Tough to control:Smoke rises from a forest fire on a hill near Dharamshala in Himachal Pradesh.APAP
The prolonged dry spell coupled with unusually high temperatures in recent days has triggered many wildfires in Himachal Pradesh, destroying several hectares of forest cover across many parts of the hill State.
The early onset of summer this year in the hills posed a major challenge to the State government’s efforts to control forest fires and with dry weather conditions and high temperatures expected to continue, the task has become more difficult.
According to government data, till April 28 this year, as many as 719 incidents of forest fires have been reported across the State, affecting close to 5,662 hectares under forest circles of Shimla, Chamba, Bilaspur, Dharamshala, Hamirpur, Kullu Mandi, Rampur, Nahan and the Great Himalayan National Park at Shamshi in the Kullu region. The estimated loss so far has been pegged at around Rs. 1.40 crore.
In 2018-19, the State witnessed as many as 2,544 forest fire incidents while in 2019-20 the figure was down to 1,445. In 2020-21, there were 1,045 forest fire incidents and in 2021-22 as many as 1,275 fire instances were reported.

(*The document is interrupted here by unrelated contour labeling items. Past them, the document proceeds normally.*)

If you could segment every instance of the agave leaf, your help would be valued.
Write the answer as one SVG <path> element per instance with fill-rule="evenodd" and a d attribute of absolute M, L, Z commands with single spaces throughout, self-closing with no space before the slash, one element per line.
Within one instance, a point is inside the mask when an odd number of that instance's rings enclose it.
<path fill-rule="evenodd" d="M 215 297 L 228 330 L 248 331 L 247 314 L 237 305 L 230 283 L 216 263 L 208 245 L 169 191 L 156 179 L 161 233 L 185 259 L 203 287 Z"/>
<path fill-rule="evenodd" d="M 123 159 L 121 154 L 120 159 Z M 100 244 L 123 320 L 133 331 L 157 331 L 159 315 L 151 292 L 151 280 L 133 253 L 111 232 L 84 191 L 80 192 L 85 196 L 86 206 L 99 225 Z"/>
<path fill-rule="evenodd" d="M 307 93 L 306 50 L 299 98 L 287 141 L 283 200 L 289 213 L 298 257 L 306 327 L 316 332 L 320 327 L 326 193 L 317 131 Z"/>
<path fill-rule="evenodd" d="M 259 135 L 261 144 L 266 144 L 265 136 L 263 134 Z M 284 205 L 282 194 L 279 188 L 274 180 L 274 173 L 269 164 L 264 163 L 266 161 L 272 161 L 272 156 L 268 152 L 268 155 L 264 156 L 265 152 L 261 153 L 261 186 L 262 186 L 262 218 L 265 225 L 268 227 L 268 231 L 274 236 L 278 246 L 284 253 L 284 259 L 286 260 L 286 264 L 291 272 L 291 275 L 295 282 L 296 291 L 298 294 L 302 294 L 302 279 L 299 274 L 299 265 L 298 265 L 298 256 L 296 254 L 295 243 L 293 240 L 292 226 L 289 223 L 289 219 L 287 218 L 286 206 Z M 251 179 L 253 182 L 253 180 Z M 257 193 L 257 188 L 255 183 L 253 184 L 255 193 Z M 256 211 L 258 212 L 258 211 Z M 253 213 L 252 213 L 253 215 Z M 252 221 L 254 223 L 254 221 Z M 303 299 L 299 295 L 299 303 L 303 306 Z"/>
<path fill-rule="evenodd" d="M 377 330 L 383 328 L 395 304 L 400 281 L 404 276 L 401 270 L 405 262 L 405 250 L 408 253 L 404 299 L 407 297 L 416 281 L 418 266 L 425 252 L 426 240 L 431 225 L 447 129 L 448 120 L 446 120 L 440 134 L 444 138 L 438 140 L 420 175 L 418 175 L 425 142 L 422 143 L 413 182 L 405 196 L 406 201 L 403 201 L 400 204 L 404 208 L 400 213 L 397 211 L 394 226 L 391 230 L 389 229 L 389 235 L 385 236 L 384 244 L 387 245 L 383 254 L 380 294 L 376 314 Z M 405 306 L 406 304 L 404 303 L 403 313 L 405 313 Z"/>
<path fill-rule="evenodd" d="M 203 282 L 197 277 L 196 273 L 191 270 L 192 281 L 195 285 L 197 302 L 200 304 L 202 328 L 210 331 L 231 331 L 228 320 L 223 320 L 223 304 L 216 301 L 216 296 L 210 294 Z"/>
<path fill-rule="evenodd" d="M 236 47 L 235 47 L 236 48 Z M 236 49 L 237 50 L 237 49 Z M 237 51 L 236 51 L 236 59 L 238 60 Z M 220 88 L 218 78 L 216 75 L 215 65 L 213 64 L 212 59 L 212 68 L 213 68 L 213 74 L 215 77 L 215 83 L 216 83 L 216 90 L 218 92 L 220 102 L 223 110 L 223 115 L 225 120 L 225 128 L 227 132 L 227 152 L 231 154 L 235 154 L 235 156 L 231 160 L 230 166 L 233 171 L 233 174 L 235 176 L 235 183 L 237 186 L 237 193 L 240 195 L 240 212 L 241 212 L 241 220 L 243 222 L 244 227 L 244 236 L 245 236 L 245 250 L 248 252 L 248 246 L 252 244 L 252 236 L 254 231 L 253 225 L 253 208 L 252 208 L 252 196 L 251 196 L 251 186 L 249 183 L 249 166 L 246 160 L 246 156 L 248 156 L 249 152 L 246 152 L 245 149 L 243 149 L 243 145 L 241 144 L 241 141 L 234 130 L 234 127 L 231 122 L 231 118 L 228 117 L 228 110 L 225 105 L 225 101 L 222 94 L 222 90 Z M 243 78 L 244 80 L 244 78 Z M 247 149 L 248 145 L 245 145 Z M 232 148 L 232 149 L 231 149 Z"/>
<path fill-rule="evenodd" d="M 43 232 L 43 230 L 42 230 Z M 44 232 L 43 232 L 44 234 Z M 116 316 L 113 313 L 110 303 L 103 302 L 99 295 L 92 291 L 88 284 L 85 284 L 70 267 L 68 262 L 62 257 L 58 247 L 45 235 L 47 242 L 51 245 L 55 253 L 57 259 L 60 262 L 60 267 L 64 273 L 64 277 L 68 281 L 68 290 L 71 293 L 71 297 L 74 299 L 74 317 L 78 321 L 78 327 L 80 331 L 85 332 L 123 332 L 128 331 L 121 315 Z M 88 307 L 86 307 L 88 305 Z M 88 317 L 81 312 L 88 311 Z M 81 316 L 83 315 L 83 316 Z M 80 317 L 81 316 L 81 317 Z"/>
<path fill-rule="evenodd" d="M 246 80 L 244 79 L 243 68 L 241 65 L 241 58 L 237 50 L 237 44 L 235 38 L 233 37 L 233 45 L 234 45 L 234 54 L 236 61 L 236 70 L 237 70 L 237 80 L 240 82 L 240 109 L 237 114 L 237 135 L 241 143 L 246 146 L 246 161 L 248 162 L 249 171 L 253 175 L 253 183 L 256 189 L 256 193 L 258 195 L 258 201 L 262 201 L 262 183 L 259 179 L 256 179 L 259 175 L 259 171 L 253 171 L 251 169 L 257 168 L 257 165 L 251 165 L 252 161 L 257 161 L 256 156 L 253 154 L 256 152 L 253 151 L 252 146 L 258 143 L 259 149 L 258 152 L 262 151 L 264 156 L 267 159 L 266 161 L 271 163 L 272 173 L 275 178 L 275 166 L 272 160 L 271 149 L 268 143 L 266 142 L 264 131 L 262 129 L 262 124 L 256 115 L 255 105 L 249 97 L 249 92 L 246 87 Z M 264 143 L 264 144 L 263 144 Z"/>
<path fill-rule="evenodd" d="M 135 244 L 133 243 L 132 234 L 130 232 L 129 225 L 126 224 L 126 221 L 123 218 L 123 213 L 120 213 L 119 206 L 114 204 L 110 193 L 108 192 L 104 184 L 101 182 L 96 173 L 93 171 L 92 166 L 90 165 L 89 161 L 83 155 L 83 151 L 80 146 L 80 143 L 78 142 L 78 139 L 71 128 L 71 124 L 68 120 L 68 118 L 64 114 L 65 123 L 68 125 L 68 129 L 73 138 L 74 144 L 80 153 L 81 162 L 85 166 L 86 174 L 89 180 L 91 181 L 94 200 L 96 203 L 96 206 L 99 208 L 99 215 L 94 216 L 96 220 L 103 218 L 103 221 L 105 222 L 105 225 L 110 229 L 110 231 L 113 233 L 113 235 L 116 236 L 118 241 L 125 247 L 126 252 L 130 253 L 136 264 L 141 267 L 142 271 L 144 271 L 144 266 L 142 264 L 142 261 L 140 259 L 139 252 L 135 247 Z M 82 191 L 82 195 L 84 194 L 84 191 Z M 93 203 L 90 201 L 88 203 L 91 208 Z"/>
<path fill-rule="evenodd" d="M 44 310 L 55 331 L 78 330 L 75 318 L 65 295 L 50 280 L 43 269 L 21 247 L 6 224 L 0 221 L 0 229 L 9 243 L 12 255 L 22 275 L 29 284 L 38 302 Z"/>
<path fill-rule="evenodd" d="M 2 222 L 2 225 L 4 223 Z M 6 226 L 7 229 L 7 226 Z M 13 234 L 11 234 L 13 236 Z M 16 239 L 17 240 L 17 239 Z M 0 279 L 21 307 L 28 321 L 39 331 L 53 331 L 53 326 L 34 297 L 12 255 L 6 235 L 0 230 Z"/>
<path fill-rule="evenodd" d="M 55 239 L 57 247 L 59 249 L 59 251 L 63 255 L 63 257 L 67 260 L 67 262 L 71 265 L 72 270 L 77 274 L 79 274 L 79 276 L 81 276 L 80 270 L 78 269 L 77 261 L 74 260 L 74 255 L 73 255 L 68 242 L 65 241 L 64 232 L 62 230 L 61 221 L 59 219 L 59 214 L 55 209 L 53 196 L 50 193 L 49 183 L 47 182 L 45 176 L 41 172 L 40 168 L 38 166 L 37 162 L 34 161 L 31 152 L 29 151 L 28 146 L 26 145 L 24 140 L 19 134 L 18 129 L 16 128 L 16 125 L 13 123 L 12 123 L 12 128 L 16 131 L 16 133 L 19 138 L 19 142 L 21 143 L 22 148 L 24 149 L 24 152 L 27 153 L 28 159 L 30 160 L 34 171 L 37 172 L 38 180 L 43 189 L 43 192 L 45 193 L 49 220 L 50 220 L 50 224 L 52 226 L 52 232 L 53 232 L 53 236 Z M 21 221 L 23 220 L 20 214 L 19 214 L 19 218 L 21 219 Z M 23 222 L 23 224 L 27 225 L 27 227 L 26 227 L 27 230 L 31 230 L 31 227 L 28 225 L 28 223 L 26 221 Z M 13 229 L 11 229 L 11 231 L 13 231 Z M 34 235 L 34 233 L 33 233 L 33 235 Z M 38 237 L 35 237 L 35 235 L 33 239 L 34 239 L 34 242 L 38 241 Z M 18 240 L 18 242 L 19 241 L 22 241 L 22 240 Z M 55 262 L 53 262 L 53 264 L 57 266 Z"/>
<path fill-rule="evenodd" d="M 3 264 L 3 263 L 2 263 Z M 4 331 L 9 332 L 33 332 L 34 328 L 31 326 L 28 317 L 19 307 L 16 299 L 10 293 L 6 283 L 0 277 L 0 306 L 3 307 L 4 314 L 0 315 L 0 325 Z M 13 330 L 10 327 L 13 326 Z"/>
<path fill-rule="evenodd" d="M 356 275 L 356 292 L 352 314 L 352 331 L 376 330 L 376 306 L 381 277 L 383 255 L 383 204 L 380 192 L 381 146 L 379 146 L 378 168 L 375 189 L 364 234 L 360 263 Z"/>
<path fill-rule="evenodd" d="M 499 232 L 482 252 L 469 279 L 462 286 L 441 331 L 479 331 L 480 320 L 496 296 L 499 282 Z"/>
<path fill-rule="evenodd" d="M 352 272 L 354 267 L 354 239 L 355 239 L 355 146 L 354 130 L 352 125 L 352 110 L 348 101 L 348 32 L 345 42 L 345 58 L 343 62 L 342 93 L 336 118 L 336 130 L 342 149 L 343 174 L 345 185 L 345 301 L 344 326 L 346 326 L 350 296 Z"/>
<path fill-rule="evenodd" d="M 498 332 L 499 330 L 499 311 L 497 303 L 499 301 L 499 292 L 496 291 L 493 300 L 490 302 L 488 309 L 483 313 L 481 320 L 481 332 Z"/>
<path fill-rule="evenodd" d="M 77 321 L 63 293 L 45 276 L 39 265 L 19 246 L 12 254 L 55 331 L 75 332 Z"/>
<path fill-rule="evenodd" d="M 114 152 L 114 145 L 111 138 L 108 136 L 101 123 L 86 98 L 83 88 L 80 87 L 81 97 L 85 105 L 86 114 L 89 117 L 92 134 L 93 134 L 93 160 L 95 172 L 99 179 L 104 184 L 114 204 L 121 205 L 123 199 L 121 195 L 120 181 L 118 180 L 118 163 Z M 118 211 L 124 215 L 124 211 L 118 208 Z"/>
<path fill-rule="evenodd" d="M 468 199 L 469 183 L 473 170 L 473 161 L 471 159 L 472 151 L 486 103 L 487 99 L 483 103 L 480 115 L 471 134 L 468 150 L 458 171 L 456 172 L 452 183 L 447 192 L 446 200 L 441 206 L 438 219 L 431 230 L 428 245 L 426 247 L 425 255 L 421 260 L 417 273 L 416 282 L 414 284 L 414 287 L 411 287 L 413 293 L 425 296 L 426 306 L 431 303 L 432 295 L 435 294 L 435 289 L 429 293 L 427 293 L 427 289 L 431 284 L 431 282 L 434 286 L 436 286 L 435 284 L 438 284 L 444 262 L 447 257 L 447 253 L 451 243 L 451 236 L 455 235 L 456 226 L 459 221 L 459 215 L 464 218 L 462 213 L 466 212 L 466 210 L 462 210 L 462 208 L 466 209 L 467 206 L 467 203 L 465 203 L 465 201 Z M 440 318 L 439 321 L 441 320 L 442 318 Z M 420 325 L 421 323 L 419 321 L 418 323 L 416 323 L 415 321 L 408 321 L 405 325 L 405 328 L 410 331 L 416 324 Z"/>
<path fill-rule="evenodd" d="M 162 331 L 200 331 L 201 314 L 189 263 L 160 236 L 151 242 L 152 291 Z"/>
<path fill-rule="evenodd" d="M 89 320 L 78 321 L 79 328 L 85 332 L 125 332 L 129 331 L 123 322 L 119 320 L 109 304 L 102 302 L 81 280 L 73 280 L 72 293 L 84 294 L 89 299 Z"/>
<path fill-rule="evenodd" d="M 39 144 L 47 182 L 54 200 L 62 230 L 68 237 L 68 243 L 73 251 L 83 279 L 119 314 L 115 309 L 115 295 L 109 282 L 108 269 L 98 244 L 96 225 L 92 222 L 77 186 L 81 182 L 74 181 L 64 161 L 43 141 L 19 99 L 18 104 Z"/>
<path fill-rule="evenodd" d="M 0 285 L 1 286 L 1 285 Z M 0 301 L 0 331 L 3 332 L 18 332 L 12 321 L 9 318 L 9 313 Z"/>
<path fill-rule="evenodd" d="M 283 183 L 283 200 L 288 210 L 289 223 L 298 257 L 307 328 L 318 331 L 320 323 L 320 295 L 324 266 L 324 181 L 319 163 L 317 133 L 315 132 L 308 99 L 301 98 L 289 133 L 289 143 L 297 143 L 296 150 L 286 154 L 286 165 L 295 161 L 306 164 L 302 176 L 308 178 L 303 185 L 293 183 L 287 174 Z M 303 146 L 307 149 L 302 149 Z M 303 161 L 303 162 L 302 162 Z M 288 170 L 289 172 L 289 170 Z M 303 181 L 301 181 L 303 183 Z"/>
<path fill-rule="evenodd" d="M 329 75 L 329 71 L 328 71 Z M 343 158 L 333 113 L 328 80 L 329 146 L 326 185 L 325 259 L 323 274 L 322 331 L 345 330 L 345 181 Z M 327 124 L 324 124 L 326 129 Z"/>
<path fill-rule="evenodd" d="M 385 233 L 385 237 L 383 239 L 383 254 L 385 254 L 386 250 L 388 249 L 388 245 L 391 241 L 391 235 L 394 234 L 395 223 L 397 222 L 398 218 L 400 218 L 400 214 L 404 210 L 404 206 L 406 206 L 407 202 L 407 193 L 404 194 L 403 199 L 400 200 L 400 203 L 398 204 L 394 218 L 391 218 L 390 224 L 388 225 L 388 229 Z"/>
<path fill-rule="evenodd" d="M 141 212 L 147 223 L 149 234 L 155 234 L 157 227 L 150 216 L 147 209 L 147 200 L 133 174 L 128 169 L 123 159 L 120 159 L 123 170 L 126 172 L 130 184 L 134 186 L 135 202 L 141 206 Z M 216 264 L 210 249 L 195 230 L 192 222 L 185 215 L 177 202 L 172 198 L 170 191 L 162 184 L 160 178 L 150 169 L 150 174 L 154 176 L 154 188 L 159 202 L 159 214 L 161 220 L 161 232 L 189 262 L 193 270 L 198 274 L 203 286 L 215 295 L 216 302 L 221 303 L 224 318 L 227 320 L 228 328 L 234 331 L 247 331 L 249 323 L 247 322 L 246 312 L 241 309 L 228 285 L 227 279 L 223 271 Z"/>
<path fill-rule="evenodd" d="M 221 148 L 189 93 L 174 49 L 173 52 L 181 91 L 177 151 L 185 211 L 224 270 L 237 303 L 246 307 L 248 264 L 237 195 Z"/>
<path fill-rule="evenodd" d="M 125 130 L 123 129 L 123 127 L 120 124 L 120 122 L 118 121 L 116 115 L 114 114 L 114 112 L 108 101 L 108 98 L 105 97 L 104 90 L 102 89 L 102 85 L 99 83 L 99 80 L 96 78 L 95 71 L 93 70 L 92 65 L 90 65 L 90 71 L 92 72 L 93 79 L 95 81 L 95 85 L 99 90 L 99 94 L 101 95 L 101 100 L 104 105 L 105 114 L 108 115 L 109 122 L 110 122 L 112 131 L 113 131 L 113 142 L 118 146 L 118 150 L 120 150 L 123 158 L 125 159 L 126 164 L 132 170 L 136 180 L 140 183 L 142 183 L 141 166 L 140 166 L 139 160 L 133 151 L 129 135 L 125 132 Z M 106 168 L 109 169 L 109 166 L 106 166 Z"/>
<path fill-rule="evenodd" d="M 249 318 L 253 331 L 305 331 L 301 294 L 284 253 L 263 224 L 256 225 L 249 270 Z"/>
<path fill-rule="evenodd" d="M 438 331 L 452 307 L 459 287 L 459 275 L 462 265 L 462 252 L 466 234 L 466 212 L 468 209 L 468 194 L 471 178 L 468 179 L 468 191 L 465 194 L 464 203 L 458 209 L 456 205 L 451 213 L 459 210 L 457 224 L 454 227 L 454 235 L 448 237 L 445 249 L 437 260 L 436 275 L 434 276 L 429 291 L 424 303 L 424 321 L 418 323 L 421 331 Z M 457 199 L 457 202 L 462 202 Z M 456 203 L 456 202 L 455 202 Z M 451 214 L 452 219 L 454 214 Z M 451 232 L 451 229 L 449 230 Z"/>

“We are witnessing a prolonged dry spell this year; there’s hardly any moisture in the soil. High atmospheric temperature and dryness offer favorable circumstances for a fire to start in the forest. The unusually warm weather is a big reason for the spurt in fires,” Ajai Srivastava, Principal Chief Conservator Forest with the Forest Department told The Hindu.
“The maximum number of forest fires are human-generated — many accidental but a few deliberate ones. In several areas, there is a practice of burning the pasture lands to get rid of the dry leaf litter to ensure fresh grass growth for livestock. Usually, when there is intermittent rainfall, such fires do not go out of control but when there’s prolonged dry weather, many of these fires go out of control,” Mr. Srivastava explained.
“We are taking all necessary steps to curb fire incidents. The challenge is big in the hills as the mountainous terrain makes it very difficult to control fires. Reaching the site of forest fires which are often away from a roadhead is a difficult task, but at most places where the fire incidents have occurred, the situation is under control. We regularly sensitise people and seek their help in forest fire control and management," he said.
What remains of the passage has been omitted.